結果顯示，彈體速度變化對鋼筋混凝土版的損壞模式有顯著影響。不同抗壓強度的混凝土在受到撞擊後，貫穿深度和殘餘速度有所不同。研究還發現，使用 LS-DYNA 模擬高動態撞擊試驗具有較高的準確性，能夠有效預測混凝土版的破壞行為。數值模擬結果與Hanchak實驗數據的對比分析表明，兩者在貫穿後殘餘速度方面具有良好的一致性。
本文的結論是，通過建立一個完整的數值模型和研究流程，可以有效評估和預測混凝土結構在極端環境下的性能。這對於未來混凝土建築物的設計和建造具有重要的參考價值，有助於開發出更具抗震、抗爆和抗衝擊性能的新型混凝土材料，提高建築物在極端環境下的安全性和可靠性。

This study investigates the numerical analysis of reinforced concrete slabs impacted by scaled projectiles, incorporating findings from the Hanchak experiment. The primary objective is to use LS-DYNA software to simulate the dynamic failure behavior of reinforced concrete slabs under projectile impact. By simulating scenarios where buildings face bullet threats, the study examines how variations in projectile velocity influence structural damage patterns and evaluates the effectiveness and accuracy of the LS-DYNA concrete model under high dynamic conditions.

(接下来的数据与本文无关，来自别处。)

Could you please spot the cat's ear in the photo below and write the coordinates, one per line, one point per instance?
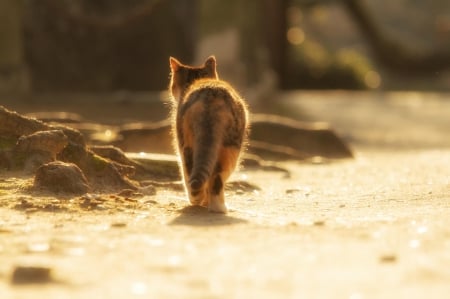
(210, 65)
(174, 64)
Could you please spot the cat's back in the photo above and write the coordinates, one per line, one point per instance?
(211, 90)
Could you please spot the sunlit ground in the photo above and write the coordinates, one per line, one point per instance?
(373, 227)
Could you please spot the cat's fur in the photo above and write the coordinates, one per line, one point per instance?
(210, 124)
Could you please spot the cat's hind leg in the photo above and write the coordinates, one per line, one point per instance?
(217, 196)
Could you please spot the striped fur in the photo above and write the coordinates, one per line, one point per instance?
(210, 127)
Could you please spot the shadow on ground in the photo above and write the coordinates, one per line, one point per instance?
(199, 216)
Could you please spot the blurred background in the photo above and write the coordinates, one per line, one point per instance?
(116, 45)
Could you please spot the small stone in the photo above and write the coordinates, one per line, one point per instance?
(31, 275)
(118, 225)
(319, 223)
(388, 258)
(61, 177)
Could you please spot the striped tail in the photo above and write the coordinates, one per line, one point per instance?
(206, 151)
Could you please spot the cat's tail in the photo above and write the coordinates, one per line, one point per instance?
(207, 143)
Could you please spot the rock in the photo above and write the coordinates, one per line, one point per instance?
(306, 139)
(156, 166)
(112, 153)
(59, 116)
(52, 141)
(271, 137)
(146, 137)
(14, 124)
(60, 177)
(31, 275)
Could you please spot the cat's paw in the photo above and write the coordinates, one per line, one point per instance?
(217, 206)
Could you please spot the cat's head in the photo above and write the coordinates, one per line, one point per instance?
(182, 76)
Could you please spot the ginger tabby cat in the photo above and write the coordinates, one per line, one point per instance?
(210, 126)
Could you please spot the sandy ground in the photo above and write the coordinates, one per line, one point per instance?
(377, 226)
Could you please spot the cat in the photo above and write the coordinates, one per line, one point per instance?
(210, 128)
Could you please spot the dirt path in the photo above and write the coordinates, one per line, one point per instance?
(374, 227)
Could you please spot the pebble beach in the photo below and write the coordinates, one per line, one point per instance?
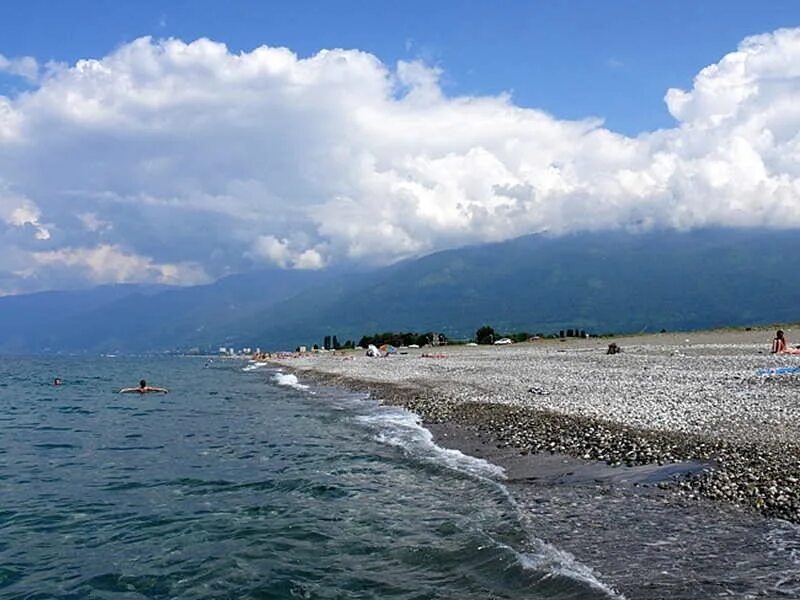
(672, 398)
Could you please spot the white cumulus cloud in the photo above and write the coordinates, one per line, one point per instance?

Results indicate that changes in projectile velocity significantly affect damage patterns in reinforced concrete slabs. Different compressive strengths result in varying penetration depths and residual velocities. The study also finds that LS-DYNA simulations accurately predict the failure behavior of concrete slabs, with numerical results closely matching Hanchak's experimental data.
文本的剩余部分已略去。